Official editor Mikhail Dostoyevsky
Frequency Monthly
First issue March 1861
Final issue 1863
Country Russia
Based in St. Petersburg
Language Russian

Vremya (Russian: Вре́мя) (English: Time) was a monthly magazine published by Fyodor Dostoyevsky under the editorship of his brother Mikhail Dostoyevsky, as Fyodor himself, due to his status as a former convict, was unable to be the official editor.

The magazine began publication in March 1861. Fyodor Dostoyevsky's novel The House of the Dead was first published in Vremya. The publication in monthly issues of The House of the Dead brought considerable financial success and popularity to the magazine.
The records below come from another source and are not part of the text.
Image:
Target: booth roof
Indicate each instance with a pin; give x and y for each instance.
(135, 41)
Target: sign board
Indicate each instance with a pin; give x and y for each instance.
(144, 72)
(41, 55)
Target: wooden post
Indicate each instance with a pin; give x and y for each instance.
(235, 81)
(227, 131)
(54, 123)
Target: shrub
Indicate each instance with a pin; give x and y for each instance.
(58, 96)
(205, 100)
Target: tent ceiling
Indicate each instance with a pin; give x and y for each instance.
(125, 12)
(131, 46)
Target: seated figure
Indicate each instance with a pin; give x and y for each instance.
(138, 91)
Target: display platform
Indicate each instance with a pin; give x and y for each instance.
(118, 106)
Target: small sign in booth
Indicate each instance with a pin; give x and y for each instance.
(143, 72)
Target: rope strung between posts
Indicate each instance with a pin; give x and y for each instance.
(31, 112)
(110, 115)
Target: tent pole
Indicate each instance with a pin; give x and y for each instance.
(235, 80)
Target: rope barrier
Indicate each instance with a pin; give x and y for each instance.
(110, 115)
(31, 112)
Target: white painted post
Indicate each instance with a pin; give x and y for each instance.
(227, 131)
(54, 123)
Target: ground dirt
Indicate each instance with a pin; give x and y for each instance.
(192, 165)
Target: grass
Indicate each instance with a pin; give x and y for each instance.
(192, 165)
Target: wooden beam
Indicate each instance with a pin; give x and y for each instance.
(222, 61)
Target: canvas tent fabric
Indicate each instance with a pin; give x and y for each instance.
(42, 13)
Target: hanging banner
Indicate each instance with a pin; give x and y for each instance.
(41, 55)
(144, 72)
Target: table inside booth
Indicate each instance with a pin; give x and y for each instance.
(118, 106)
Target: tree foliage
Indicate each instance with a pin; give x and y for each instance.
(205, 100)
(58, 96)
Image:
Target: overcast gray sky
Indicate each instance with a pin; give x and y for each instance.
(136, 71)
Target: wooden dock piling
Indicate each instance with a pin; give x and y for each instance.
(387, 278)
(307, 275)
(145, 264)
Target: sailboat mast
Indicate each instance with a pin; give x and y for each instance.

Three of Edgar Allan Poe's short stories, "The Tell-Tale Heart", "The Black Cat", and "The Devil in the Belfry", saw their first Russian language publication in Vremya. In the same issue, Dostoevsky anonymously published an autobiographical story, "St. Petersburg Dreams in Verse and Prose," that mimicked some elements of Poe's style. In his preface to Poe's stories, however, Dostoevsky suggested that Poe's poetry lacked the idealistic purity and beauty he found in the poetry of German romantic E. T. A. Hoffman.

Several of Fyodor Dostoyevsky's other works were published in Vremya, including Humiliated and Insulted, A Nasty Story, and Winter Notes on Summer Impressions.

The magazine was banned by the government in May 1863 because of an article by Nikolay Strakhov concerning Russian/Polish problems, including the recent January Uprising.